A decade ago, Battlefront II’s sense of scale is what tricked me into feeling like I was living Star Wars. DICE gets pretty damn close to the same feeling with some damn spectacular graphics, but it’s not enough. Not for me, anyway. I's definitely not where I expected we’d be in 2015.

There are also two singleplayer/co-op modes. One is a reskinned Horde mode, fighting off waves of enemies. The other is...well, basically the same thing except the waves are just a stream of troops and you’re aiming to kill a certain amount.

I don’t think either is very interesting, personally—though it will let you use all weapons immediately, no unlocks necessary. I played through each mode once and then went back to multiplayer.

It is admittedly hard to divorce my opinions of Battlefront from my expectations—both in regards to the game’s predecessors and DICE’s other work. I’ve tried to avoid too many comparisons to Battlefront II here, but I’ve waited a decade for this game. And after a decade this Battlefront is not only missing many of the modes and features that seemed destined for Pandemic’s original stab at a Battlefront III, but also much of what I liked about Battlefront II.
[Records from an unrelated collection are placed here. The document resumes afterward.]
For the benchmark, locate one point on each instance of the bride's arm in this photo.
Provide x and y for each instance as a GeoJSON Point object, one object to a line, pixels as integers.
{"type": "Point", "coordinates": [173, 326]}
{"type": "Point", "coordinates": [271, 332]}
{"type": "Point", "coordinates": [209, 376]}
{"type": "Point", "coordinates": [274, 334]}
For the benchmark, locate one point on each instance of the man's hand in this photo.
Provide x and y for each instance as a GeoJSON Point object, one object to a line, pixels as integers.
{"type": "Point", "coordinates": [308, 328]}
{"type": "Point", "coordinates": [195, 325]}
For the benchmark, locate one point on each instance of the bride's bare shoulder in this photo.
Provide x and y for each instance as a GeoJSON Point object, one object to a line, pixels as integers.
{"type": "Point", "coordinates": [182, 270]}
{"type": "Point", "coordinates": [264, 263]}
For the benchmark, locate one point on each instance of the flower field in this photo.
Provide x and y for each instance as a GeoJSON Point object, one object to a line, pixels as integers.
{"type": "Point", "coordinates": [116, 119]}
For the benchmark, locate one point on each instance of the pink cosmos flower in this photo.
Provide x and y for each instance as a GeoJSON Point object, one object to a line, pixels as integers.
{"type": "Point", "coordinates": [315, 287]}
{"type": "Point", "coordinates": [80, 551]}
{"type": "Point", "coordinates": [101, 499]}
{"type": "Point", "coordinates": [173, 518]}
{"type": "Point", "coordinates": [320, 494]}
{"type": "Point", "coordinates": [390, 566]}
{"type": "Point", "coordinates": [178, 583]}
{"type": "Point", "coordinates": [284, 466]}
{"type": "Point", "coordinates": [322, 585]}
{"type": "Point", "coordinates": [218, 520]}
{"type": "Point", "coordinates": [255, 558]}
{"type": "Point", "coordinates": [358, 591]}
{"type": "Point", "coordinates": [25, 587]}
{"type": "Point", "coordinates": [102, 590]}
It’s disappointing, but expected.

I’ve also tried to avoid harping too much on “problems” that are endemic to the source material. For instance, I’m still not a fan of the fact guns in Battlefront have a spread instead of recoil. I don’t like the feel, and am certain it limits the skill ceiling. But hey—that’s what laser rifles (at least in Star Wars) do. DICE couldn’t change this even if they wanted to, and I’ve come to accept it for what it is.

But I think the game falls into a weird place. It’s not Battlefront III enough for the Battlefront diehards. It’s not Battlefield enough for the Battlefield crowd. And it’s not deep enough (at least, not without spending another $50 and waiting on a months-long dribble of content) for me to believe the game has staying power—though it's noob-friendly enough that it may (temporarily) appeal to the masses of Star Wars fans that have never touched its predecessor or a modern shooter, but want to pick up a fun video game after seeing The Force Awakens.

We’ll see. If there’s one thing I’ve learned from Battlefield 4’s two-year-long rehabilitation, it’s never tell DICE the odds.